The Never-Ending Quest for ROI

Proving ROI is a never-ending challenge for marketers. Data must directly translate to leads generated, conversions and other business metrics to prove its worth. 

How can marketers prove ROI with social media data/analytics? They must dig deeper. Accurately measuring the billions of social data items and then turning that data overload into useful insights is undeniably tough.

Most social networks provide advertisers with a number of click throughs, views or stats. However, how do marketers determine what someone does once they click on Facebook and arrive on a landing page? How many of those views translate to a site visit, and of those site visits, how many culminate in a purchase?

Marketers must track via code to determine if a customer took a specific action. Did the landing page visit result in a sale? Did the potential customer drop off somewhere within the marketing funnel, and if so, where? Is the wrong content reaching the wrong people, resulting in failed leads? Are the wrong people coming through the marketing funnel?

Marketing Funnel Under the Microscope

Historically, the marketing funnel represented the customer journey from initial product awareness through point of purchase:  Awareness, interest, desire and action (AIDA).

It’s an approach that’s worked for generations. But not anymore. 

Consumer behavior has changed beyond recognition in the past five years. Those traditional ways of thinking about the consumer (such as the marketing funnel) don’t apply any longer. AIDA still has relevance, but the consumer decision journey is now subject to many different moments of influence, making it harder than ever to analyze. There’s far more data and fragmentation - Web, social and mobile – than ever before.

Programmatic ads, or using automation and real-time bidding in placing ads online, in social media and via mobile and video, is one way marketers have been reaching the right potential customers. In fact, 67 percent of those surveyed in the Forbes Insights report indicated that programmatic “has helped improve segmentation and targeting of customers.”

Basically, the targeted automation helps connect the right ad with the right customer at the right time – a key step in getting that customer into the marketing funnel and toward a purchase.

However, big insights and data science are now stepping into the limelight.

Audience Insights, Intelligence and Data Science

Traditionally, extracting industry or customer insights from social data has been limited to analyzing brand health and measuring sentiment (positive, negative or neutral). 

Machine learning technologies now enable companies to gain more nuanced insights into market interest and can surface customer intent to churn, purchase and more. This is a new era in social data analysis, where you can move beyond the basics of sentiment analysis to answer questions such as: Which products are people considering buying? How satisfied are my customers? Are they thinking of leaving me? Which parts of my service prompt the best reviews?

In addition, a combination of big and small insights is giving marketers a far greater understanding of potential customers.

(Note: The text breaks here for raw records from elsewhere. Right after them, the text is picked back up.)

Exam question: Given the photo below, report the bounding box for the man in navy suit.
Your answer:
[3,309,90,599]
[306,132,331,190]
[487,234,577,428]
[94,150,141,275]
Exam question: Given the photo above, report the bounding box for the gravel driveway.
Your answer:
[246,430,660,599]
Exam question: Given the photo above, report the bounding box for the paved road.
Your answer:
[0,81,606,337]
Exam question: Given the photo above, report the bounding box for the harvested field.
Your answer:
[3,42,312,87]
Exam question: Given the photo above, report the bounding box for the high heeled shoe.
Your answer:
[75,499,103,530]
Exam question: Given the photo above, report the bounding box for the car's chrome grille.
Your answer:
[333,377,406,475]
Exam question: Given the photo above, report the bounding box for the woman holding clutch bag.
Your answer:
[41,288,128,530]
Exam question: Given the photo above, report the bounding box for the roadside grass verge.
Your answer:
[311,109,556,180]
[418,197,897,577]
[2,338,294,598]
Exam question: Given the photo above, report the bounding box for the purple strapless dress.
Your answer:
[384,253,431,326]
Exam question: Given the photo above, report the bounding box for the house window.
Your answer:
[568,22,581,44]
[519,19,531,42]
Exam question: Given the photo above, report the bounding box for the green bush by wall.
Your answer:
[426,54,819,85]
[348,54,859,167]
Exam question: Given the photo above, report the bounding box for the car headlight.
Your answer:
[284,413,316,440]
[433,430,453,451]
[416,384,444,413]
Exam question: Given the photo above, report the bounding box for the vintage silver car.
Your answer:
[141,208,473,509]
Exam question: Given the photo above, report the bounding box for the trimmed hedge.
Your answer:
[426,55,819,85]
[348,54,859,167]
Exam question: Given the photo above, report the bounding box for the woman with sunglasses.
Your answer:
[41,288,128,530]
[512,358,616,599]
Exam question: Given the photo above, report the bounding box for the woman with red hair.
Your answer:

At an audience level, anonymized and aggregated social data can provide CMOs with insights that enable them to improve marketing efficiency, spot new trends, identify new audiences and more.

On the flipside, social logins have become standard and provide businesses with small insights into consumer interests, preferences and potential product needs. Everyone from Airbnb to American Express allow users to quickly register and log in with existing social identities, such as Facebook and Google. 

The small insights that can be derived from this data enable better personalization, product recommendation and a better user experience. Social intelligence enables CMOs to question assumptions, formulate hypotheses and fine-tune the calculations. Ultimately, helping to improve and prove social ROI.

Data-driven CMOs are primed to reap the rewards. However, these CMOs must be strategic about tying data insights back to the customer journey and driving more customers on their path to purchase. This is where the data “rubber” meets the “customer and purchase” road, and is imperative to overall company innovation, profitability and success.